In 2004, I, first time, flew to Atlanta to join a group for a coach tour that would eventually take us to Florida after short jaunts in Georgia.
Beep!!!!
The alarm set off when I was going through the body scanner in the airport. “Uh-oh! What was that for?” I panicked a little bit.
“Step aside”, one of the inspectors approached and asked me the usual request for the body search position. “Aha, The suspenders! I only know you and Larry King wear suspenders. You may go”. Wow, the veteran CNN anchor the inspector was referring to I recalled and left there willingly.
Soon after leaving the airport, coincidently, I and my group headed for CNN which was quite exciting as I had always been curious about. It was noticeably scintillating starting from the lobby area where was full of people and facilities. That certainly showed that it had started as entertainment media industry based on 24 hours non-stop news.
Olympics Centennial Park, the city's permanent memorial to the 1996 Olympics was welcoming us as soon as we walked out of CNN. It was a bonus to see it but a reminder of the blemish in that a car park bombing. Otherwise, it would’ve been one of the greatest Olympics.
While touring the city, I noticed that most of the street names were beginning with Peach wherever we turned. Peach this Peach that… I wondered how many streets could’ve been identified by Peach. That certainly could give the postmen/ women a headache in delivery as I felt so sorry for them.

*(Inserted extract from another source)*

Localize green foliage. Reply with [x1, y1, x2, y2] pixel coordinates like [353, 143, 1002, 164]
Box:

When entered a leafy suburb, the guide pointed at one enormous house and said, “That’s Elton John’s house”. Wow, he is surely that rich owing many houses like that here and there in many parts of the world. Then I remembered, “uhhh! He was born and bred in the small town where I now live”!!! Suddenly, I felt a kindred spirit(?) with him in a different time and place.
The coach stopped by a red brick church. It was Ebenezer Baptist church where Martin Luther J King was co-pastor until his assassination. The church wasn’t that big but solidly built and looked quite archaic with a style. Besides, it had a painful past in 1960’s in particular with the loss of a prominent civil right activist.

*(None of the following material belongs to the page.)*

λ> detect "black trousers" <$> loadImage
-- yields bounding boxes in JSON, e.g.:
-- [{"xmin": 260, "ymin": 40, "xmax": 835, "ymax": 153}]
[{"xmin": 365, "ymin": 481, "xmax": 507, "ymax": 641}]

We had a chance to walk around the city centre and I noticed that there were lots of street beggars. A man in suits was passing by shouted at them “You Pan-handlers” which made me curious what he meant by. I asked my hotel manager later about it and he explained. “The map of Florida resembles a Pan-handle and the beggars in Atlanta are mainly from Florida. So, Pan-handlers is a kind of a nick name for Floridians”, I was told. It was a comical and well suited nick name for them I thought but unfortunate that was used as a derogatory term.
The highlight of our short tour was exploring(?) Stone mountain. It looked like that a massive dome was laid gracefully in the middle of the field. Although, it’s plain shape didn’t impress much, is nearly twice as high as Seoul Namsan and, apparently, the largest exposed piece of granite in the world. After short ride on the cable car, I stepped on the summit and felt conquered the world in a mystique feeling. Some school children were around with their teachers. They seem to be on a school excursion. However, they were behaving so well in accordance with their teacher that was very impressive.
Above all, Atlanta is the threshold of Dixie land. Once, this city was engulfed by the bloody Civil war and that produced one of the finest novels, ‘Gone with the wind’. And it was the hometown of Margaret Mitchell, the author who won Pulitzer prize with her only novel.
And, it is now the home of Atlanta Korean Literature Society which has nested nobly and been establishing splendidly in this historical city. I am so proud of being part of it, introduced by the 6th of 2021 literature competition and willing to contribute my humble writings to the continuous progress of AKLS.